How do I grind coffee, spoon heaping scoops into the basket, fill the reservoir with crystal clear water, press the red button green?
While the babies cry.
Brene Brown said her pediatrician husband knows every kind of baby cry. He recognizes these cries as terror and trauma. She implores. I cry.
How can I clear breakfast plates, dress for work, answer calls?
While the babies cry.
How do we sleep when tears flow and helpless anguish rings from every grandmother I know?
While the babies cry.
Today an aching heart and pounding head is my morning routine.
My family’s babies are healthy and happy and held tight in their mothers’ heartsick empathy.

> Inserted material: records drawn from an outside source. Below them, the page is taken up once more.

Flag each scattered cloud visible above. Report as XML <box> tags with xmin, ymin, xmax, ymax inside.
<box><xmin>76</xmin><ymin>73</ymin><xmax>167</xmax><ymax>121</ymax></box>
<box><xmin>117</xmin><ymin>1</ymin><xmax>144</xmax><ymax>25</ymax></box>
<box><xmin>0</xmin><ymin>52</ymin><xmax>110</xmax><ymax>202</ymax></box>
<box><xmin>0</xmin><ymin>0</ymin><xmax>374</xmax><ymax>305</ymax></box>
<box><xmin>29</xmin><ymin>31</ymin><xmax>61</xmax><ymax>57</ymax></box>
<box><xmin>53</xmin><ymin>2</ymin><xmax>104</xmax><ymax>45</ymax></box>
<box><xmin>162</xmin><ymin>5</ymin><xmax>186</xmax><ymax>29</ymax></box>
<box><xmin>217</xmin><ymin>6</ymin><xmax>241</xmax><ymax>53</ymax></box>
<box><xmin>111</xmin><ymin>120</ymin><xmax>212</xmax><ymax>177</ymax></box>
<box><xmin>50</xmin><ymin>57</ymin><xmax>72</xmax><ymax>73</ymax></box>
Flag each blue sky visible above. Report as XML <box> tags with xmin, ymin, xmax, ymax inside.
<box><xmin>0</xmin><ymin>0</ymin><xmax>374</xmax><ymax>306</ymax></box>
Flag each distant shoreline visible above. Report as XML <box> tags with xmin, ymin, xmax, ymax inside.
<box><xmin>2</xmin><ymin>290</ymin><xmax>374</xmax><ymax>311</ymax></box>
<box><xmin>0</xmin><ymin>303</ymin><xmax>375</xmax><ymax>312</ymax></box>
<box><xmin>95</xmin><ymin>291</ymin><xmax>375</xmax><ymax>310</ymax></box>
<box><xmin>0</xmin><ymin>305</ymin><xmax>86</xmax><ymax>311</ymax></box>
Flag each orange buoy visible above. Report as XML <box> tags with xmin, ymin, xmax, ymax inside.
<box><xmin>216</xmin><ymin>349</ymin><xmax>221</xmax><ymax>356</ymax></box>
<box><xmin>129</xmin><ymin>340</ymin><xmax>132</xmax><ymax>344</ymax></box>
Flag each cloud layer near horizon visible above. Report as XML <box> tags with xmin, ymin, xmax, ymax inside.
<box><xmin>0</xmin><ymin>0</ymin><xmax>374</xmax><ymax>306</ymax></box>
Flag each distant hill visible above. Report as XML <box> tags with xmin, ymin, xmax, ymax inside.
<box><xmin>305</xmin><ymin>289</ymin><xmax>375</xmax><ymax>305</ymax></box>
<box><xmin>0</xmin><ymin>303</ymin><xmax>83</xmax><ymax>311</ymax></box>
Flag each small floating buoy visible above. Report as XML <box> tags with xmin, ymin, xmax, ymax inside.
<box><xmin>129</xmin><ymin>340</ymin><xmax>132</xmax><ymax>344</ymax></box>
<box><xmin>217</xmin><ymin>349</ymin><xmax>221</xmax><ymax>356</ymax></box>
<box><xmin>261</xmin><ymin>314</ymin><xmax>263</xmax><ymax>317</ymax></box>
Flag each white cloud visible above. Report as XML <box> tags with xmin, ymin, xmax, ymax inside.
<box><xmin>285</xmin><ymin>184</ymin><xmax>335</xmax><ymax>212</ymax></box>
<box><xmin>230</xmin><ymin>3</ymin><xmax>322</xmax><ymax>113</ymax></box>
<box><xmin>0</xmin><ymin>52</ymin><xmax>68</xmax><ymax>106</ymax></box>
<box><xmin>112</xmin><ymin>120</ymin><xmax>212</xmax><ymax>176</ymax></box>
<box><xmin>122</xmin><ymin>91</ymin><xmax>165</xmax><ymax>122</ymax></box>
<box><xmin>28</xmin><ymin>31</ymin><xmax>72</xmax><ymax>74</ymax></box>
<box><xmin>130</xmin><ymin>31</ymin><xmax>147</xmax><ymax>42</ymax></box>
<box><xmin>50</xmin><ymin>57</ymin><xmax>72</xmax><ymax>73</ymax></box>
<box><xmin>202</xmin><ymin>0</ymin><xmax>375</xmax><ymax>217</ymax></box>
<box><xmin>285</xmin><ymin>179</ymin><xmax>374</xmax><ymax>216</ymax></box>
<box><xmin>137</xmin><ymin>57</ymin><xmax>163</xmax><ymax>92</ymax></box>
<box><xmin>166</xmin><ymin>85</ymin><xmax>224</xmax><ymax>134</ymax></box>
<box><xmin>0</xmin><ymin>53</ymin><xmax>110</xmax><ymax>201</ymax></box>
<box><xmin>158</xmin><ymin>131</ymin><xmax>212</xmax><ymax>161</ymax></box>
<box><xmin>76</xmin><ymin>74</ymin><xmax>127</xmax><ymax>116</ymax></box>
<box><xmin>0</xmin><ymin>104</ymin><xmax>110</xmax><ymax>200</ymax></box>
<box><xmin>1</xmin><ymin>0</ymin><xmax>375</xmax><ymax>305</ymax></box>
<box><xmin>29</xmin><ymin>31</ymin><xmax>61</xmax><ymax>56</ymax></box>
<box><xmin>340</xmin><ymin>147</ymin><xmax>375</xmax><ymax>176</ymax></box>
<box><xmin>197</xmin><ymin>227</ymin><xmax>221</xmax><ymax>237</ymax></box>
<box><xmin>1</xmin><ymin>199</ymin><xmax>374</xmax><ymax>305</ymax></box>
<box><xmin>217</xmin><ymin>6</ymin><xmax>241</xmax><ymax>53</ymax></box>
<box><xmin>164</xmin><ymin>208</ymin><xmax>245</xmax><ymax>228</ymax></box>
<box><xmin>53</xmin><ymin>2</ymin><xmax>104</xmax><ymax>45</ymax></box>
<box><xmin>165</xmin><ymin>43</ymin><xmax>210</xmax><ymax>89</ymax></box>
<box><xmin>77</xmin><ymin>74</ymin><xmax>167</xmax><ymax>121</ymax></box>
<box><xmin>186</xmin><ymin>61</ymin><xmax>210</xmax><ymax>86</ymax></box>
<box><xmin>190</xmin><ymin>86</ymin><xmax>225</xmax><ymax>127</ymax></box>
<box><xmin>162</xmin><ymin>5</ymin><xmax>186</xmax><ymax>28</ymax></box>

The baby girl is already six months old and today is the day she could crawl.
The three year old big sister hides in a sofa tent with her favorite book, teetering in the precipice of reading.
Our constant motion 6 year old charges through life with vigor, determination and astounding beauty.
The three year old spider man knows the civilian name for every superhero. He sleeps each night in his spider man pjs.
This four year old floats in goggles and water wings in the new summer sun.
Our eight year old loves necklaces and shiny jewel boxes.
My family’s babies are safe in loving homes with parents who watch them sleep and cry for the infants in baby jails.
We all sob for the wailing infants in baby jails. How can we even say those words? Baby jails.
So we’ll call and march and write and rail against the hate and tyranny.
Beautiful brown babies are our babies too.
These babies crawl, read, run, dream, float, and dress up too.
The suffering of their mothers’ empty arms is ours.
We must save our babies.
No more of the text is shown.